The Warlock Pinchers return to Denver after 18 years
:: Warlock Pinchers ::
By Brandon daviet
There are not many bands that have stones to proclaim themselves as “the official sound of Satan,” but that’s exactly what Colorado’s own Warlock Pinchers did when they busted out of Boulder’s CU campus at the tail end of the ’80s.
For five years, between 1987 and 1992, the Warlock Pinchers dominated the Colorado music scene and during that time they released a pair of classic albums on San Francisco’s Boner Records that still enjoy good sales today, Deadly Kung Fu Action and Circusized Peanuts. In that same time frame they also became infamous for their incendiary live shows and created a small merchandising empire, something that few other, if any, Colorado bred bands (especially from that era) can lay claim to.
From a musical perspective, the Warlock Pinchers created a potent rock/rap hybrid that was original enough not to be disrespectful to African American rap artists and had a rock edge that even the Beastie Boys couldn’t touch on their best days. The group also wielded a sharp sense of humor that occasionally bordered on cheesy but for the most part remained in the realm of awe-inspiring.
When the band played their last show on Feb. 22, 1992 there was a mutual feeling among fans that things had ended too soon. Now, as the summer of 2010 rolls ahead, easily one of the hottest topics in the Denver music scene is the return of the Warlock Pinchers for two shows at the Gothic Theatre this month. (Their first show on August 6, is already sold out.)
The keen observer will also note the re-emergence of the group’s unmistakable logo around Denver and Boulder. It’s a slight variation on the logo of the Oakland/L.A. Raiders football team.
“Well, the last few years people have been getting very retrospective about Denver things surrounding the Denver scene and while a reunion has always been talked about among fans, I think it hasbeen getting talked about a lot more lately so the timing just seems right,” said Pincher Andrew Novick (who is known onstage as K.C. K-Sum) during a recent interview with The Marquee.
That settled, the larger question loomed about whether or not this was an actual rebirth for the band or just a one-time thing. “This is really designed to be a last hurrah,” Novick said. “When I was asking everybody if we should play again they all seemed pretty amenable to playing, but not to touring or becoming a band again,” said Novick. “Although now that we have re-learned all the songs and everything, if we had the opportunity to play some shows out of state and the timing and money were right, we’d probably do it.”
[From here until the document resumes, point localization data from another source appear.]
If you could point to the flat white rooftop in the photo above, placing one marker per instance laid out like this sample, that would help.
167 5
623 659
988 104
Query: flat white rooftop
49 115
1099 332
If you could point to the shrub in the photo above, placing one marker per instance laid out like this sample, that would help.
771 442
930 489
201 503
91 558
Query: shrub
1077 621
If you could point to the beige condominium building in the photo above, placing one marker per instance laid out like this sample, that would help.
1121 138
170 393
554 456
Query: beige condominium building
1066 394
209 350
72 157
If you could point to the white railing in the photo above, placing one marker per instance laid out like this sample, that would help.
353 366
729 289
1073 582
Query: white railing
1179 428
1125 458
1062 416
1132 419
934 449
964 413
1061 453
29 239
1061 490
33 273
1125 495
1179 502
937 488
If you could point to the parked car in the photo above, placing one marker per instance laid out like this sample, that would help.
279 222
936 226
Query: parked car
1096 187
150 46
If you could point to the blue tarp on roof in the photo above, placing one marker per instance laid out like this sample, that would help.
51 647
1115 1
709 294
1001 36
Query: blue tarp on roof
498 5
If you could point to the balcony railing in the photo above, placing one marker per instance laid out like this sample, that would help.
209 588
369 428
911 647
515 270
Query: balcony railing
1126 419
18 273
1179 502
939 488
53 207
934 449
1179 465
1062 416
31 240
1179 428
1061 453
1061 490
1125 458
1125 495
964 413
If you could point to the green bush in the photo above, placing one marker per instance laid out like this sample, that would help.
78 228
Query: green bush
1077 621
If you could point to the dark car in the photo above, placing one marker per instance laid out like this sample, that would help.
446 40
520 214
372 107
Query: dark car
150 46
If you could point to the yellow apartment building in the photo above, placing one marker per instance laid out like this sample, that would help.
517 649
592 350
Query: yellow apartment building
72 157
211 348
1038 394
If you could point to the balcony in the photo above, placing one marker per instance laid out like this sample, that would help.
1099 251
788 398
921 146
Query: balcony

Most fans know that one of the not-so-secret secrets to the Pincher’s sound was that the band employed a drum machine and has never used a live drummer. What’s not so well known is that when the band broke up they erased all their beats. This time around the band has recruited The Melvin’s drummer Dale Crover to bash skins, but the drum machine will always be an important part of the band. “When the band first started it was literally just a bunch of people standing around in a room and it was very vocally oriented and the drums just weren’t that important, but as it went on we realized we could do some real complex patterns and things,” said Novick. “We started to have a lot of fun with it and it made us much much different from the bands we were playing with, and it kind of began to be where we were combating people’s original conceptions about the drum machine.”
Music aside, the Warlock Pinchers will always be remembered for their merchandising; from yo-yos to golf tees to baby clothes, if their name will fit on it, it probably exists. Part of the excitement of the upcoming shows will be seeing what kind of swag is going to be sold to mark the occasion. But for now, the only new Pincher’s item to speak of is a new album of unreleased songs and demos called Bomb the Franklin Mint that really sheds some light on just how much the Pinchers accomplished in their original five years together.
“I’m kind of a perpetual archivist. I save everything, and part of my thing with doing this show was getting out all the old flyers and articles and everything and I came across like about 27 cassette tapes of a bunch of live shows, studio demos and just weird stuff and I just really thought that, ‘Man, people need to hear some of this stuff,’” said Novick. “It’s for people that have been listening to our same albums for 20 years. I mean, a fan is going to be like, ‘Wow there’s a whole different version of this song!’ because I know that’s what I’m like with bands I like. So it’s definitely a fan-only kind of thing for people that want to hear something new that they’ve never heard.”